25 August 2007
The Holy Mountain (1973)
As a caveat, I have to say straight up that I often find myself mired in lots of overwhelming questions about “meaning” when it appears to me that something’s intent is the lack of, or intentional removal of
meaning from any sort of artistic endeavor. Specifically, I ask: what’s the point?
And okay, I fully concede there are many enthusiastic souls in the world that will come out and say: the point is is that there is no point. Fine. But I’d like to think that’s a copout. That even if you can adequately describe The Holy Mountain as “prime Fellini on really prime peyote” as Steven Puchalski of Shock Cinema magazine puts it, what’s the point? If you look at his magazine and web site, maybe it’s a moot point.
But it’s about opening your mind to new experiences, and seeing new things! Close-minded pomposity alert: That’s it? And I’m not leveling this at Jodorowsky, mind you. Or the film itself…
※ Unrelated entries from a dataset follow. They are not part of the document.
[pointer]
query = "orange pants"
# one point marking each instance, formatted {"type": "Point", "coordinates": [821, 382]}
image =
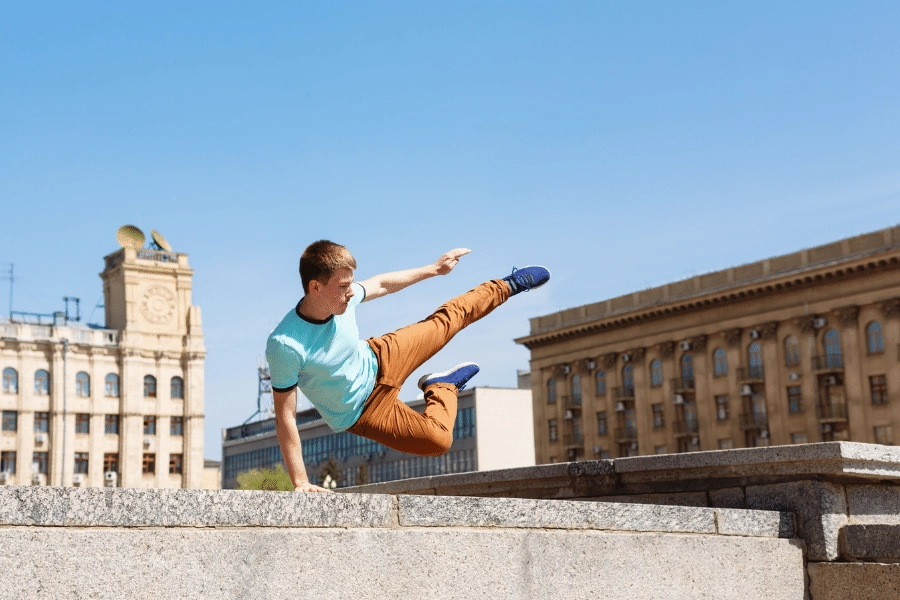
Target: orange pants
{"type": "Point", "coordinates": [389, 421]}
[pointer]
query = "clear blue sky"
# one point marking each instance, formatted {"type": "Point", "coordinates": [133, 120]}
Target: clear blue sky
{"type": "Point", "coordinates": [622, 144]}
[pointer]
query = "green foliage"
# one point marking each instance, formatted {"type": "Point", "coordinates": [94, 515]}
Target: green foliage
{"type": "Point", "coordinates": [275, 480]}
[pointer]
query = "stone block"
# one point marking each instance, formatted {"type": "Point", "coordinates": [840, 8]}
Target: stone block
{"type": "Point", "coordinates": [854, 581]}
{"type": "Point", "coordinates": [819, 507]}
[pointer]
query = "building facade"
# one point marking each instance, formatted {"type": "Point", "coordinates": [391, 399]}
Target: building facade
{"type": "Point", "coordinates": [493, 430]}
{"type": "Point", "coordinates": [798, 348]}
{"type": "Point", "coordinates": [120, 405]}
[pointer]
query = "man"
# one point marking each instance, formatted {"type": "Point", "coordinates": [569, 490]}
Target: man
{"type": "Point", "coordinates": [355, 385]}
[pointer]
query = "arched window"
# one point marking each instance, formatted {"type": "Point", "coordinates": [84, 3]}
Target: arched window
{"type": "Point", "coordinates": [600, 381]}
{"type": "Point", "coordinates": [177, 387]}
{"type": "Point", "coordinates": [149, 386]}
{"type": "Point", "coordinates": [628, 380]}
{"type": "Point", "coordinates": [82, 384]}
{"type": "Point", "coordinates": [551, 391]}
{"type": "Point", "coordinates": [655, 373]}
{"type": "Point", "coordinates": [791, 351]}
{"type": "Point", "coordinates": [874, 338]}
{"type": "Point", "coordinates": [720, 362]}
{"type": "Point", "coordinates": [112, 385]}
{"type": "Point", "coordinates": [10, 381]}
{"type": "Point", "coordinates": [41, 382]}
{"type": "Point", "coordinates": [687, 372]}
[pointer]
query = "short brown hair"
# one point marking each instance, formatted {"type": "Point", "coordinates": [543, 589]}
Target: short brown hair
{"type": "Point", "coordinates": [321, 260]}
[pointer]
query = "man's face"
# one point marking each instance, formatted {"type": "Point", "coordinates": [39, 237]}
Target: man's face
{"type": "Point", "coordinates": [336, 294]}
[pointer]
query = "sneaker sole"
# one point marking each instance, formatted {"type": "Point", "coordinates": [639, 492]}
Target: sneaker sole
{"type": "Point", "coordinates": [428, 376]}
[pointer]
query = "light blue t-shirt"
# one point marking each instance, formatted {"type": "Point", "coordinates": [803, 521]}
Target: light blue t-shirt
{"type": "Point", "coordinates": [326, 360]}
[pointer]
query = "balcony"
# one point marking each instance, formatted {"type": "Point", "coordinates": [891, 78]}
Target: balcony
{"type": "Point", "coordinates": [829, 363]}
{"type": "Point", "coordinates": [754, 374]}
{"type": "Point", "coordinates": [754, 421]}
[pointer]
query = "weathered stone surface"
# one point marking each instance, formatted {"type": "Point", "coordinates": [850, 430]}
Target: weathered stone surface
{"type": "Point", "coordinates": [130, 507]}
{"type": "Point", "coordinates": [393, 563]}
{"type": "Point", "coordinates": [819, 508]}
{"type": "Point", "coordinates": [760, 523]}
{"type": "Point", "coordinates": [871, 542]}
{"type": "Point", "coordinates": [443, 511]}
{"type": "Point", "coordinates": [854, 581]}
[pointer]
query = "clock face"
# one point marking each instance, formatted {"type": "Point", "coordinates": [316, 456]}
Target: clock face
{"type": "Point", "coordinates": [158, 304]}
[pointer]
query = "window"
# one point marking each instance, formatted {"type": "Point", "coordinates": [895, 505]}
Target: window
{"type": "Point", "coordinates": [149, 386]}
{"type": "Point", "coordinates": [720, 363]}
{"type": "Point", "coordinates": [112, 385]}
{"type": "Point", "coordinates": [175, 464]}
{"type": "Point", "coordinates": [39, 462]}
{"type": "Point", "coordinates": [655, 373]}
{"type": "Point", "coordinates": [722, 412]}
{"type": "Point", "coordinates": [82, 384]}
{"type": "Point", "coordinates": [791, 351]}
{"type": "Point", "coordinates": [149, 465]}
{"type": "Point", "coordinates": [602, 428]}
{"type": "Point", "coordinates": [111, 424]}
{"type": "Point", "coordinates": [878, 386]}
{"type": "Point", "coordinates": [8, 462]}
{"type": "Point", "coordinates": [81, 460]}
{"type": "Point", "coordinates": [10, 420]}
{"type": "Point", "coordinates": [41, 422]}
{"type": "Point", "coordinates": [600, 382]}
{"type": "Point", "coordinates": [884, 434]}
{"type": "Point", "coordinates": [82, 423]}
{"type": "Point", "coordinates": [177, 387]}
{"type": "Point", "coordinates": [41, 382]}
{"type": "Point", "coordinates": [552, 430]}
{"type": "Point", "coordinates": [795, 399]}
{"type": "Point", "coordinates": [874, 339]}
{"type": "Point", "coordinates": [10, 381]}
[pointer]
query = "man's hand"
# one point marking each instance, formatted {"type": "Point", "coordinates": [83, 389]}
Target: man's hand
{"type": "Point", "coordinates": [448, 260]}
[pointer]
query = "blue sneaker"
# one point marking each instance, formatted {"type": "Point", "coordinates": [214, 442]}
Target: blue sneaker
{"type": "Point", "coordinates": [526, 278]}
{"type": "Point", "coordinates": [458, 376]}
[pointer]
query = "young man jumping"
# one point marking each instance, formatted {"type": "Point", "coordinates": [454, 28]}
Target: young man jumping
{"type": "Point", "coordinates": [355, 385]}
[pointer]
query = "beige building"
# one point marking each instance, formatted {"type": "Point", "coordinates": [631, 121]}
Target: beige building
{"type": "Point", "coordinates": [796, 348]}
{"type": "Point", "coordinates": [120, 405]}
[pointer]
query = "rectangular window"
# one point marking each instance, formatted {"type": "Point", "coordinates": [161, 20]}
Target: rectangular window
{"type": "Point", "coordinates": [111, 462]}
{"type": "Point", "coordinates": [552, 430]}
{"type": "Point", "coordinates": [602, 428]}
{"type": "Point", "coordinates": [8, 462]}
{"type": "Point", "coordinates": [111, 424]}
{"type": "Point", "coordinates": [884, 435]}
{"type": "Point", "coordinates": [82, 423]}
{"type": "Point", "coordinates": [149, 425]}
{"type": "Point", "coordinates": [795, 399]}
{"type": "Point", "coordinates": [722, 412]}
{"type": "Point", "coordinates": [39, 462]}
{"type": "Point", "coordinates": [149, 467]}
{"type": "Point", "coordinates": [175, 464]}
{"type": "Point", "coordinates": [878, 385]}
{"type": "Point", "coordinates": [81, 460]}
{"type": "Point", "coordinates": [41, 422]}
{"type": "Point", "coordinates": [10, 420]}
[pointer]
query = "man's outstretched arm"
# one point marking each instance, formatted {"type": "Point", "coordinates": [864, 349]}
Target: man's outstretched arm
{"type": "Point", "coordinates": [388, 283]}
{"type": "Point", "coordinates": [289, 439]}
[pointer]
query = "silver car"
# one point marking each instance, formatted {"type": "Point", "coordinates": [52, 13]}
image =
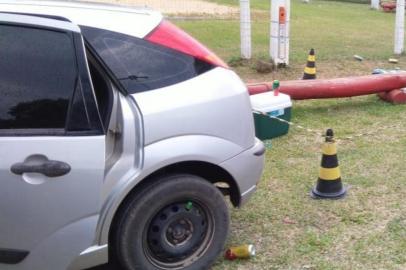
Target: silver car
{"type": "Point", "coordinates": [120, 135]}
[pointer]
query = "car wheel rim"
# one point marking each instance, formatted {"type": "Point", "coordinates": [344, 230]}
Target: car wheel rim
{"type": "Point", "coordinates": [178, 234]}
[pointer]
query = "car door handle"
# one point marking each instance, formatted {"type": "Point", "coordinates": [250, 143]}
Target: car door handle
{"type": "Point", "coordinates": [49, 168]}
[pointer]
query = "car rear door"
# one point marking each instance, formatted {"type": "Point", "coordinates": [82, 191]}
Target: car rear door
{"type": "Point", "coordinates": [52, 144]}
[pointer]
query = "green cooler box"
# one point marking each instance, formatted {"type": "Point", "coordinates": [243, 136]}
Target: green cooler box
{"type": "Point", "coordinates": [279, 106]}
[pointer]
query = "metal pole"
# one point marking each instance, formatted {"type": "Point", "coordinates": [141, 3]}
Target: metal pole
{"type": "Point", "coordinates": [400, 27]}
{"type": "Point", "coordinates": [245, 29]}
{"type": "Point", "coordinates": [280, 31]}
{"type": "Point", "coordinates": [375, 4]}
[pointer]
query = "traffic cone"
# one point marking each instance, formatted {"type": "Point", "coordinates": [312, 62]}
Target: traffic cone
{"type": "Point", "coordinates": [329, 185]}
{"type": "Point", "coordinates": [310, 69]}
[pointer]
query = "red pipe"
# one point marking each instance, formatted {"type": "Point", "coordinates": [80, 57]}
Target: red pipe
{"type": "Point", "coordinates": [335, 88]}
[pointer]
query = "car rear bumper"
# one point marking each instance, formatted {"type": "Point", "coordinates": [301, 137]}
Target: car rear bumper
{"type": "Point", "coordinates": [246, 169]}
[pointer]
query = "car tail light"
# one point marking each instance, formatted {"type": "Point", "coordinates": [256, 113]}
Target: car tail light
{"type": "Point", "coordinates": [169, 35]}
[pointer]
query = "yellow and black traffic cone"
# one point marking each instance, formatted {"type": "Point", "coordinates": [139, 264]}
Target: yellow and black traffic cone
{"type": "Point", "coordinates": [329, 185]}
{"type": "Point", "coordinates": [310, 69]}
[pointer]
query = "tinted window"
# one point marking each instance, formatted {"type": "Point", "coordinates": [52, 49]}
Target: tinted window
{"type": "Point", "coordinates": [37, 77]}
{"type": "Point", "coordinates": [140, 65]}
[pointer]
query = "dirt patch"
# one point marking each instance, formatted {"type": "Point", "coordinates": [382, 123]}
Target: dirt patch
{"type": "Point", "coordinates": [179, 7]}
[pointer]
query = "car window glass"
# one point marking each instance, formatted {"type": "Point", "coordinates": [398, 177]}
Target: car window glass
{"type": "Point", "coordinates": [140, 65]}
{"type": "Point", "coordinates": [37, 77]}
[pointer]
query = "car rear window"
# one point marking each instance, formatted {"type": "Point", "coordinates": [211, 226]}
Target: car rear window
{"type": "Point", "coordinates": [140, 65]}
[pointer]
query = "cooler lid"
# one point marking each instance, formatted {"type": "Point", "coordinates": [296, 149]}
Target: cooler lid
{"type": "Point", "coordinates": [267, 102]}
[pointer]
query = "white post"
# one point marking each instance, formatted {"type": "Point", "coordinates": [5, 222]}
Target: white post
{"type": "Point", "coordinates": [280, 31]}
{"type": "Point", "coordinates": [245, 29]}
{"type": "Point", "coordinates": [375, 4]}
{"type": "Point", "coordinates": [400, 27]}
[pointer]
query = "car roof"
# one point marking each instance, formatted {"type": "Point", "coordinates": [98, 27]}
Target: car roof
{"type": "Point", "coordinates": [134, 21]}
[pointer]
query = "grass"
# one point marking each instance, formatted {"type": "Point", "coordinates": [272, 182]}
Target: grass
{"type": "Point", "coordinates": [367, 229]}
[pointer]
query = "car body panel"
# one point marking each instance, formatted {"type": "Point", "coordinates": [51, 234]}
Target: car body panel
{"type": "Point", "coordinates": [204, 119]}
{"type": "Point", "coordinates": [213, 104]}
{"type": "Point", "coordinates": [136, 22]}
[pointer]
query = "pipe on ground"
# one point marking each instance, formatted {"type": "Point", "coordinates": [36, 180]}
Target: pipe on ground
{"type": "Point", "coordinates": [335, 88]}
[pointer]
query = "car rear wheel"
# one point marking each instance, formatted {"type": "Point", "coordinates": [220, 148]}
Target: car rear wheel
{"type": "Point", "coordinates": [177, 222]}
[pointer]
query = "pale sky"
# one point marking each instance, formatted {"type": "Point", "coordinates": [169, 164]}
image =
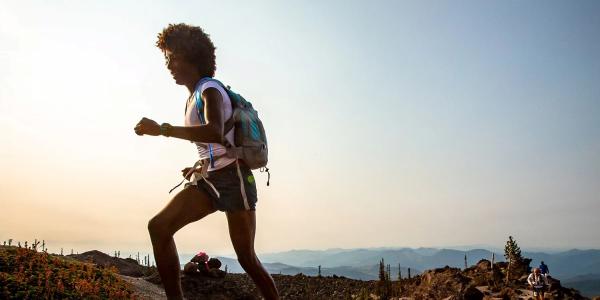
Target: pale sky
{"type": "Point", "coordinates": [390, 123]}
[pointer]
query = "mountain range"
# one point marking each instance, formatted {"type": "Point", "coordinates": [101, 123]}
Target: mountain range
{"type": "Point", "coordinates": [577, 268]}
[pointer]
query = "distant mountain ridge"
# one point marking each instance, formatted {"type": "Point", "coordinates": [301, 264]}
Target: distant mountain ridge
{"type": "Point", "coordinates": [577, 268]}
{"type": "Point", "coordinates": [566, 264]}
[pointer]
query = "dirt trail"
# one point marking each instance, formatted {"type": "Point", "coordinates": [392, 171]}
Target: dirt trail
{"type": "Point", "coordinates": [144, 289]}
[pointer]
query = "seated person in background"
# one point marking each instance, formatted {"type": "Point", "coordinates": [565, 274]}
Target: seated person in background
{"type": "Point", "coordinates": [544, 269]}
{"type": "Point", "coordinates": [538, 282]}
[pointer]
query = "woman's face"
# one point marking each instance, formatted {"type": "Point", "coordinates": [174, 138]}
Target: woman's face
{"type": "Point", "coordinates": [182, 71]}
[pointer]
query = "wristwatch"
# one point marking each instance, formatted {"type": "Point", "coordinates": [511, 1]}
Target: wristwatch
{"type": "Point", "coordinates": [165, 129]}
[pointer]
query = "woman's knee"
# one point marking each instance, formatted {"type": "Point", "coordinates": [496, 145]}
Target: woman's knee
{"type": "Point", "coordinates": [157, 228]}
{"type": "Point", "coordinates": [248, 260]}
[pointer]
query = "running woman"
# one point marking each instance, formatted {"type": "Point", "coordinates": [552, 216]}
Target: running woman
{"type": "Point", "coordinates": [224, 183]}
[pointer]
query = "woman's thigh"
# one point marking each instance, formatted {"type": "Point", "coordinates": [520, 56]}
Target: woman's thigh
{"type": "Point", "coordinates": [189, 205]}
{"type": "Point", "coordinates": [242, 228]}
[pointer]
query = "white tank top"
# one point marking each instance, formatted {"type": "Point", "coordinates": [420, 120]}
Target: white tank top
{"type": "Point", "coordinates": [192, 119]}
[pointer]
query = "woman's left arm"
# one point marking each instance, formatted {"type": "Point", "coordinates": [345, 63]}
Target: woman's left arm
{"type": "Point", "coordinates": [211, 132]}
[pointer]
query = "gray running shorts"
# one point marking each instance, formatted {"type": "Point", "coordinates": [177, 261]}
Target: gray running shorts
{"type": "Point", "coordinates": [231, 188]}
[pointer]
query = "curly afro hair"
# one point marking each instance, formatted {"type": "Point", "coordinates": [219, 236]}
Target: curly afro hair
{"type": "Point", "coordinates": [192, 43]}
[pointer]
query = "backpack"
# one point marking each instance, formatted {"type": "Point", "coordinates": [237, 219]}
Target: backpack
{"type": "Point", "coordinates": [250, 140]}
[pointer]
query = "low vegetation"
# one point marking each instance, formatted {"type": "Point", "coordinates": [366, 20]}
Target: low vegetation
{"type": "Point", "coordinates": [28, 274]}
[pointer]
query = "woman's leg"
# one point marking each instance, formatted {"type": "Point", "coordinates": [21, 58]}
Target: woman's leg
{"type": "Point", "coordinates": [187, 206]}
{"type": "Point", "coordinates": [242, 226]}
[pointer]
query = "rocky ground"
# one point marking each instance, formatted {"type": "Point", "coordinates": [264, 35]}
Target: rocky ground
{"type": "Point", "coordinates": [477, 282]}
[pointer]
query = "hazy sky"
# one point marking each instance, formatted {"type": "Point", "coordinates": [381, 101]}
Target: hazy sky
{"type": "Point", "coordinates": [390, 123]}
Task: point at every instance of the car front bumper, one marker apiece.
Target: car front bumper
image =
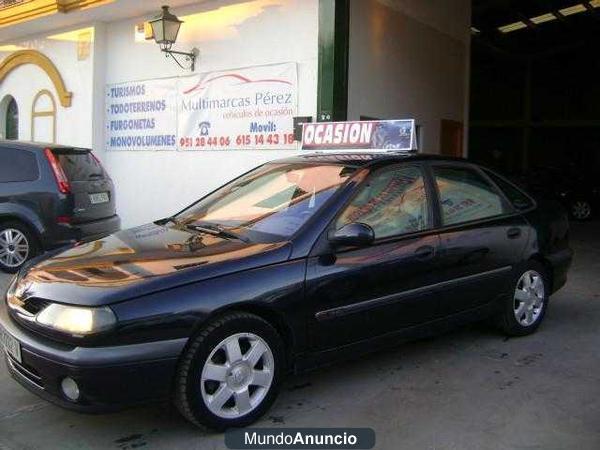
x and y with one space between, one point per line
109 378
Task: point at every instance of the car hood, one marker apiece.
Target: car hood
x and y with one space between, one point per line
139 261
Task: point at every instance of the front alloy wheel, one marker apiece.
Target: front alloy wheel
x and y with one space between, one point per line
237 375
230 372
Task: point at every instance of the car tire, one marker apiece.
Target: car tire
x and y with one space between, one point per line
525 308
230 372
581 210
17 245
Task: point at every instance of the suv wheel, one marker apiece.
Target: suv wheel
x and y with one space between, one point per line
524 310
17 245
230 373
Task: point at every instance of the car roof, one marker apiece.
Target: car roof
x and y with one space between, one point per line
25 145
364 159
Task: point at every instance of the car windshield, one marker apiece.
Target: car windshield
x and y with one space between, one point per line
272 201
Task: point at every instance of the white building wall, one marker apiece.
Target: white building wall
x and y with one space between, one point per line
408 59
152 185
23 83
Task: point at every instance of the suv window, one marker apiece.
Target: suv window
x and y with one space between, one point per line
465 195
516 197
17 165
79 164
393 201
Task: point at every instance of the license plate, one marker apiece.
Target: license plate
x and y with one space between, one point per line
10 345
99 197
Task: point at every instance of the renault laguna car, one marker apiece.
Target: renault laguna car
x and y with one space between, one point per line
292 265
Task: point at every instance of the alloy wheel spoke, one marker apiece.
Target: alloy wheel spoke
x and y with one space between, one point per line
255 353
520 311
242 401
528 316
261 378
521 295
220 397
215 372
233 350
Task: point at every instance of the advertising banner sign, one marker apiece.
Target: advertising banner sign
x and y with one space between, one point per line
363 135
141 115
250 108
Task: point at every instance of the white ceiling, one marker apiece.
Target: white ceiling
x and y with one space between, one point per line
117 10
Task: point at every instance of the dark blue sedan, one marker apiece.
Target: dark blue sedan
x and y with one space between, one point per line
294 264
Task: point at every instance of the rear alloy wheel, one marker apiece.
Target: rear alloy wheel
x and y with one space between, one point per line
529 298
17 245
230 373
581 210
526 307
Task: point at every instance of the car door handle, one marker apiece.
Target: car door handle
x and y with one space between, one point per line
425 252
513 233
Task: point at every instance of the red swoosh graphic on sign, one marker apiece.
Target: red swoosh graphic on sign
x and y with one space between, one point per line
244 80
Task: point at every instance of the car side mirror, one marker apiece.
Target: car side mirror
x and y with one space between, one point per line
353 234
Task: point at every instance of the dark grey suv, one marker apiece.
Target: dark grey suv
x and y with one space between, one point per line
50 196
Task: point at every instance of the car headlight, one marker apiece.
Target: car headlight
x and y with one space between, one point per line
76 320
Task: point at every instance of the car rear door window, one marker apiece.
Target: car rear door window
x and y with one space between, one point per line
17 166
393 201
465 195
79 165
514 195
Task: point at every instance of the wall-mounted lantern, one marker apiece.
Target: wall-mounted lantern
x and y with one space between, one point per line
165 28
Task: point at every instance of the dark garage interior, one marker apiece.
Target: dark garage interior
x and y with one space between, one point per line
535 97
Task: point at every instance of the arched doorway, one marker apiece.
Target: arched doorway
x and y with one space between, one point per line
43 117
9 118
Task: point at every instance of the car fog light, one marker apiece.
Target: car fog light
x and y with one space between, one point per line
70 388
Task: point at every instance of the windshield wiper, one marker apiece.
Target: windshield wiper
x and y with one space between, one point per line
216 230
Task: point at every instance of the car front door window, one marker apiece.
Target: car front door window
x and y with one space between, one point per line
466 196
393 202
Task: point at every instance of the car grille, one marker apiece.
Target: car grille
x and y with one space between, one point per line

But a question I had only 15 or 20 minutes into the movie was whether or not there was a master plan at work, or whether Jodorowsky was just throwing whatever he wanted in front of the camera and taking pictures.
There are things in this movie I’ve never seen before — frogs dressed as [Spaniard] Centurionish-types attacking (they have spears tied to them) an Aztec mini-village? Exploding, then, in showers of blood? Skinned animals crucified? Plastic Jesus-figures mass produced (one of which appears to be made of couscous and is eaten) and burned?
Fine, fine — tell me I don’t “get” avant-garde cinema. Or simply let it exist on the level of it being a new experience you can’t have anywhere else. But with the way it throws around all the iconography it can get its hands on — religious, cultural, democratic, fascist — you have to start questioning the validity, intellectual or otherwise, of such a potpourri of competing signifiers operating above their meaning.
Puchalski’s comment re: Fellini/Jodorowsky is actually refuted within the film itself: as the planets are ascending the film’s titular hill, they see visions of death and distraction that keep them from ascending the whole bit and achieving immortality. At one point, one of the planets is distracted by drugs which prevent him from further ascension, so if it’s not drugs that allow this visual competition, then obviously it’s something else (reality, we find out, in the obnoxious ending). But even if Puchalski’s locking the movie down into something it isn’t already (“drug veritas,” or whatever), I still question his invocation of Fellini, or even Buñuel who arguably created a few films closer to The Holy Mountain. The reason for this is because I feel like there’s metaphoric tethering in Fellini and Buñuel’s films. Why does the actress change in That Obscure Object of Desire, or what exactly does Fellini suggest by the jovial dancing of all the characters at the end of 8 1/2? Cherry picking my examples, maybe, but elements that may seem somewhat random in those films can be parsed.
I don’t think The Holy Mountain was a bad move per se; I just struggle with this kind of thing vis-a-vis what I perceive it to accomplish, or offer. And maybe it’s not supposed to give me anything. Its ending was incredibly disappointing — Jodorowsky’s character himself announces to us that “real life awaits”, with a great big wink.
And all I’m left with really is that I finally “get” the ending to Monty Python and the Holy Grail, which previously I had merely attributed to being an absurdist way to end an absurd movie. Alas, it was parody.


The way I see it, the characters ascending the holy mountain do achieve immortality at the end of the film as they will live forever as celluloid images. The film is very open to personal interpretations though. Part of the enjoyment for me was constantly being provoked into asking questions of each scene and what it could represent.
I was put off by the first 20mins or so too, seems that not a lot of the imagery was of use to the plot, compared to the more subtle effects used later on.